Phosphorylation of the FRA1 C-Terminal Region Regulates the Extent of CMU Localization on Cortical Microtubules

Next, we investigated whether phosphorylation of Thr-687 and Thr-694 regulates the interaction of FRA1 with CMUs. In vitro pull-down experiments showed that the phosphodefective mutations of the FRA1 C-terminal region enhanced binding to CMU1 and CMU2, whereas the phosphomimetic mutations decreased binding to CMU1 and CMU2 (Figures 8A and 8B). To determine whether phosphorylation of FRA1 affects the microtubule localization of CMUs in vivo, we introduced untagged FRA1-AA and FRA1-DD proteins in the fra1-5 mutant expressing either mCherry-CMU1 or mCherry-CMU2. We found that the phosphodefective FRA1 mutant restored the levels of mCherry-CMU1 and mCherry-CMU2 on cortical microtubules to wild-type levels (Figures 8C to 8F). By contrast, the phosphomimetic FRA1 mutant was only partially able to perform this function (Figures 8C to 8F).

Figure 8.

Phosphorylation of FRA1 Regulates CMU1 and CMU2 Localization on Cortical Microtubules.

(A) Pull-down of MBP-CMU1 and MBP-CMU2 incubated with equal amounts of either the wild-type FRA1 C-terminal region (FRA1-CT), C-terminal region with T687A and T694A mutations (FRA1-AA), or C-terminal region with T687D and T694D mutations (FRA1-DD). Immunoblotting was performed with anti-MBP and anti-FRA1 antibodies.

(B) Densitometry analysis of the FRA1 bands in the pull-down lanes from the experiments shown in (A). a.u., arbitrary units; FRA1-CT, FRA1 C-terminal region.

(C) to (F) Fluorescence micrographs ([C] and [E]) and quantification ([D] and [F]) of mCherry-CMU1 or mCherry-CMU2 signal on cortical microtubules in hypocotyl epidermal cells of 4-d-old seedlings of the indicated genotypes. Center lines and error bars indicate mean ± sd (three to four microtubules were quantified per cell, total eight cells from three seedlings). Bar in (B) = 10 µm; bar in (D) = 5 µm. a.u., arbitrary units.

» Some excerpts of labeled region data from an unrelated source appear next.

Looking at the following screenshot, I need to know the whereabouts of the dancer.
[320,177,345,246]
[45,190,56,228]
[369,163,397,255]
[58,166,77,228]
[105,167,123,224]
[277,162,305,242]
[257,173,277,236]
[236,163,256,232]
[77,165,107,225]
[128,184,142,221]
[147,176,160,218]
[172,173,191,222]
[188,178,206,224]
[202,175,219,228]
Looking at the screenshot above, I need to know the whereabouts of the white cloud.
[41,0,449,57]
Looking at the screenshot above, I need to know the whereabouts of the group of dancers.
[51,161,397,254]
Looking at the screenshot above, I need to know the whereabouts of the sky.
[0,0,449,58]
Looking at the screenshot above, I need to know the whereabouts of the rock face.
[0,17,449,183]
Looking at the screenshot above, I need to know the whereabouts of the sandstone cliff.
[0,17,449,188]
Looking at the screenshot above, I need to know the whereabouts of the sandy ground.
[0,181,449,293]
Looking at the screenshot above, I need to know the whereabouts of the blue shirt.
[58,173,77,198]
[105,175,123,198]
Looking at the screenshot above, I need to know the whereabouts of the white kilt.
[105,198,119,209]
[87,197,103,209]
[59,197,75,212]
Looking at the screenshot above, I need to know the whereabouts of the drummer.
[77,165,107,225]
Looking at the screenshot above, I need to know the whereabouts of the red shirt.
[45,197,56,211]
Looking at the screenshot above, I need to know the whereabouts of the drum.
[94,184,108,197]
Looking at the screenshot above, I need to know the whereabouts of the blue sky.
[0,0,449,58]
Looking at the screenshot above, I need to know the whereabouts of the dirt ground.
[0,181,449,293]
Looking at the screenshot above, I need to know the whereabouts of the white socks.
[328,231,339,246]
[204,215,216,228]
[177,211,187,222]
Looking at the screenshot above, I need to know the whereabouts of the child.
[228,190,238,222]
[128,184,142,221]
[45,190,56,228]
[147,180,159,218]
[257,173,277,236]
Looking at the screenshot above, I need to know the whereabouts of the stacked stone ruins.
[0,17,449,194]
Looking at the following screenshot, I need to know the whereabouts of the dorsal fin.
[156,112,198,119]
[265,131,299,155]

Asterisks denote significant difference between the indicated genotypes as determined by ANOVA (Supplemental File): ****, P < 0.0001; ***, P < 0.002.

DISCUSSION

The cortical microtubule cytoskeleton spatially directs the deposition of cell wall material. Individual cortical microtubules need to be laterally stable to prevent unwanted changes in the pattern of cellulose and matrix polysaccharides in the cell wall, which could lead to aberrant cell expansion. This requirement becomes particularly important during periods of rapid growth when cells boost the abundance and activity of both CSCs and FRA1 kinesin to meet the increased demand for cellulose and matrix polysaccharides, respectively (Crowell et al., 2009; Zhu et al., 2015; Ganguly et al., 2018). An increase in the number of motile CSCs in the plasma membrane could be deleterious because they would predictably deflect greater numbers of cortical microtubules and thus potentially disrupt array organization. Therefore, increased cellulose synthesis needs to be accompanied by increased positional stability of cortical microtubules (Liu et al., 2016). Here, we show that the FRA1 kinesin physically interacts with CMU proteins and leads to an increase in CMU1 protein levels. Since CMU1 appears to be primarily responsible for the positional stability of cortical microtubules, an increase in the amount of FRA1 in growing cells would simultaneously enhance the resistance of cortical microtubules to lateral displacement by CSCs (Figure 9A). The transport activity of FRA1 combined with its ability to bolster the lateral stability of cortical microtubules through CMUs provides a mechanism to stabilize the sites of deposition of both cellulose and matrix polysaccharides.

Figure 9.

Model of How Regulated Interaction of FRA1 with CMU1 and CMU2 Contributes to the Lateral Stability of Cortical Microtubules.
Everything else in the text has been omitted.